Monday, August 31, 2009
Today is the first day back to school for the teachers in my district and I am not joining them. I was a Special Education Teacher last year and decided that after three years and countless numbers of children (overloaded) that I need to take a break and try a new field. I know that this is not the best time to change careers, but I really had no choice. I needed to leave. I still have the ability to substitute teach (no pressure)and I will until I get myself another job. I am sad because I miss my co-workers, but I will move on. The children do not return until Sept 8th so my three are still at home to keep me company. I hope that I can get a job soon after they leave because I will be bored. I cleaned up my fabric from boxes and in storage bags and I have found that I cannot buy another piece of fabric until I sew something in my stash. My stash is beautiful and I need to use it. I have organized everything. I am going to make a list of my patterns and organize them. I will try to sort out my next project. I think that I am going to try to make a suit. A 2-hour jacket from a MacPhee pattern or Simplicity pattern. Then I will make a funnel neck top to go underneath and find a good pattern for a skirt. I will post information as I go. The material is a polyester material for the jacket and the skirt(gray). The top is a lavender-purple color. If all goes well it should be very pretty.
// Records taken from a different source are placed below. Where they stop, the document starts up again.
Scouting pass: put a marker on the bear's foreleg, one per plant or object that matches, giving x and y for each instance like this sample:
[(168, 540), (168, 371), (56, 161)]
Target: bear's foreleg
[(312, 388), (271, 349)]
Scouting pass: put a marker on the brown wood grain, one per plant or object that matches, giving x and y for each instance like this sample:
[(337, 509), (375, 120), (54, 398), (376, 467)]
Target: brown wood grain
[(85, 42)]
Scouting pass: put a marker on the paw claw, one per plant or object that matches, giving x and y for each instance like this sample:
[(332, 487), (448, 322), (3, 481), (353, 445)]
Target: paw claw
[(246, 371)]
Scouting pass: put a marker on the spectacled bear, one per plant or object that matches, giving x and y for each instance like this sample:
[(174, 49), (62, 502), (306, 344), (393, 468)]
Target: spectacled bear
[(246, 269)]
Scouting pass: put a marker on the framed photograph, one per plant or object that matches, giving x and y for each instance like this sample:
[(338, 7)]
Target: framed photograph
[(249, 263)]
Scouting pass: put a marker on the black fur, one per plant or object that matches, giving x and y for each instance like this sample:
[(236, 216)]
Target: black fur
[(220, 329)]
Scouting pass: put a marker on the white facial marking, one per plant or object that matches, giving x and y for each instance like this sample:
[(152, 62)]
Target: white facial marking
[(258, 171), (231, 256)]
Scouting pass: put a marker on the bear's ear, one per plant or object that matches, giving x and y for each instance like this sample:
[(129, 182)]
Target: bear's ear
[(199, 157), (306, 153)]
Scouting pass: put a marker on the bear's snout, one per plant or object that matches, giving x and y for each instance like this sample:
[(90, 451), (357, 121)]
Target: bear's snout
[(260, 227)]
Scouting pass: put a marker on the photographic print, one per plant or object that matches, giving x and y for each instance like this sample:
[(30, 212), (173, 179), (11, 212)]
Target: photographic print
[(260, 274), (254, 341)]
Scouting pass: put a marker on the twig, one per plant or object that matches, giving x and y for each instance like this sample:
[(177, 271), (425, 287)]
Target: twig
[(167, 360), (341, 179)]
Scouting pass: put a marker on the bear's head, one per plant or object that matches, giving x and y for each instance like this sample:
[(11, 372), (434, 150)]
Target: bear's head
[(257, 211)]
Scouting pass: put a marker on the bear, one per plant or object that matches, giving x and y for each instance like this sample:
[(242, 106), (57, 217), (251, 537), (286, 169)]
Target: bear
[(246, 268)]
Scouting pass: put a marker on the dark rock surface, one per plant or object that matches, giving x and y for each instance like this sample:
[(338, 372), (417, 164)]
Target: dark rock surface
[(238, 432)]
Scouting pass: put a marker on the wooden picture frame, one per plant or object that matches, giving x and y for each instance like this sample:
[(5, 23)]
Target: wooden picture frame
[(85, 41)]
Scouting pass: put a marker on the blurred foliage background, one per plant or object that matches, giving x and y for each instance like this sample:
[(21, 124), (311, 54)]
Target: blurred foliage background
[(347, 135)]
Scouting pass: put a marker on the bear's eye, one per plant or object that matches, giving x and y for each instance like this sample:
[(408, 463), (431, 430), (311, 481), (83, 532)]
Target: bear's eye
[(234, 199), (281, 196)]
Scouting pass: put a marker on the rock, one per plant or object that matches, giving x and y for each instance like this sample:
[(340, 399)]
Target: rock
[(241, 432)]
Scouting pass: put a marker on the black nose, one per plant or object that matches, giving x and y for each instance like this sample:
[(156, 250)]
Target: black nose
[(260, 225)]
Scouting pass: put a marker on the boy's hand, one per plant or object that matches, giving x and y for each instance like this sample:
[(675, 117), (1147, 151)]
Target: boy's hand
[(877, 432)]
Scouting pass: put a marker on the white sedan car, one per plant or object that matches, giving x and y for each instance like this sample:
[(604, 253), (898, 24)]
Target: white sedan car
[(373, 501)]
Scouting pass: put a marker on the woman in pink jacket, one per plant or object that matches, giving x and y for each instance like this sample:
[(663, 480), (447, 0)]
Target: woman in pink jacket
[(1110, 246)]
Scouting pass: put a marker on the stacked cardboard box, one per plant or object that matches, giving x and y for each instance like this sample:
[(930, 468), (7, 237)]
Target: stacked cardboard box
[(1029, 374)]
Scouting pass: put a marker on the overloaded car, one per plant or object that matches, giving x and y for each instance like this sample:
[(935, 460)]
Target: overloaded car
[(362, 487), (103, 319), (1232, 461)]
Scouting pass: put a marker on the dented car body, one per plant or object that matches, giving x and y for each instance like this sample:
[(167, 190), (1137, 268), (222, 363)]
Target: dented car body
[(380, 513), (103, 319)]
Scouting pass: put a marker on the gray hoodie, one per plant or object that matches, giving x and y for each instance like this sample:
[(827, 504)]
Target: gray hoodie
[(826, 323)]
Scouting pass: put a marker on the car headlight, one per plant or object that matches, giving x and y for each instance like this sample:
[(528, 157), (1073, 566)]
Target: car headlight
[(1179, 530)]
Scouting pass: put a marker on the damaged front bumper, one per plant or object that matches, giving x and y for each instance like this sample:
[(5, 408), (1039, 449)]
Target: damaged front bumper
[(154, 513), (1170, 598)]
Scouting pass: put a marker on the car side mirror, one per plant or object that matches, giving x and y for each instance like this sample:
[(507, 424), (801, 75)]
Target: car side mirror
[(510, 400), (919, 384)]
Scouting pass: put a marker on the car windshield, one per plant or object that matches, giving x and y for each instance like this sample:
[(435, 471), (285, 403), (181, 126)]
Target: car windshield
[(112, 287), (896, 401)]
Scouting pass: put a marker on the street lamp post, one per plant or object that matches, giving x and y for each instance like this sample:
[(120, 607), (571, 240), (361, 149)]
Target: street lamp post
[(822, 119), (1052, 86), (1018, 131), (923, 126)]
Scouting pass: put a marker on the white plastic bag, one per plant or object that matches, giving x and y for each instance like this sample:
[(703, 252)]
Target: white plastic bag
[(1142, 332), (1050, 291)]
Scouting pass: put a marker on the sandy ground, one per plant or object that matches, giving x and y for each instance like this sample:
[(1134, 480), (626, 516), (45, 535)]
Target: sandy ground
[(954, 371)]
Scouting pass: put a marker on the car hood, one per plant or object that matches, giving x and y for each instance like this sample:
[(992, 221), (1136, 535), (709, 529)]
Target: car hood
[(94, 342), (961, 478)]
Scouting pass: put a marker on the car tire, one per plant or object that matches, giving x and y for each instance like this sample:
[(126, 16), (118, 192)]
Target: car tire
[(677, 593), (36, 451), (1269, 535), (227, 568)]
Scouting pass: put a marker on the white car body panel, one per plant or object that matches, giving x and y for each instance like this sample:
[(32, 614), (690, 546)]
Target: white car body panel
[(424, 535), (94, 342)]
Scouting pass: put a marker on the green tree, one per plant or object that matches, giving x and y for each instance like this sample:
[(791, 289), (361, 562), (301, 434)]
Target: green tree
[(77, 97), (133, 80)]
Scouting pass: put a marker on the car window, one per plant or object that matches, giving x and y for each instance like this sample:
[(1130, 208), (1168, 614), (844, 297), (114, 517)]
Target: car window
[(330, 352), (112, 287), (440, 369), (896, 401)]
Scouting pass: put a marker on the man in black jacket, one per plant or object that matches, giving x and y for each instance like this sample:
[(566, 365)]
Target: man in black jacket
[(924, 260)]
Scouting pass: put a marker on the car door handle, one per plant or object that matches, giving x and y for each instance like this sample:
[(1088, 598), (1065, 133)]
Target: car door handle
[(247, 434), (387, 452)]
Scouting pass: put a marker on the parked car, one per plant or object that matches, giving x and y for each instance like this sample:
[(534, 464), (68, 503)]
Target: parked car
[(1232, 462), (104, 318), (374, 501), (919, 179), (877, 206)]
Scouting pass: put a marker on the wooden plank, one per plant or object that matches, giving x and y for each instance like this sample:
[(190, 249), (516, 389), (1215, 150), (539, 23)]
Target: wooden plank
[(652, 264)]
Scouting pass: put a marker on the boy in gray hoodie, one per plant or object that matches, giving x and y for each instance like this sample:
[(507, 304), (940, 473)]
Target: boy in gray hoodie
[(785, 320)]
Wednesday, August 26, 2009
Well, here is the first skirt that I have made since I was in high school. I cannot date myself but let's just say it has been longer than 20 years. I know that I need to get a better photograph, but I am trying to prevent having a boring blog. This pattern is McCalls 5140. I think that this is an out of print pattern. I did iron this along the way but I folded it up to prepare for guests and I just want to add it to my blog so that I do not still look like a loser in the sewing blog land.lol Tell me what you think.
Friday, August 14, 2009
Happy Birthday to my sweet litle princess. I am sorry that I did not write to you on that day but I did not use the computer. I missed the time by 10 days. I hope that you too have a fantastic life and obtain all the great things that life has to offer. Enjoy each and everyday of your life and go to the stars with your dreams. I believe in you and your siblings. I know that you are capable of doing wonderful things. Stay strong and be easy. I love you mommy!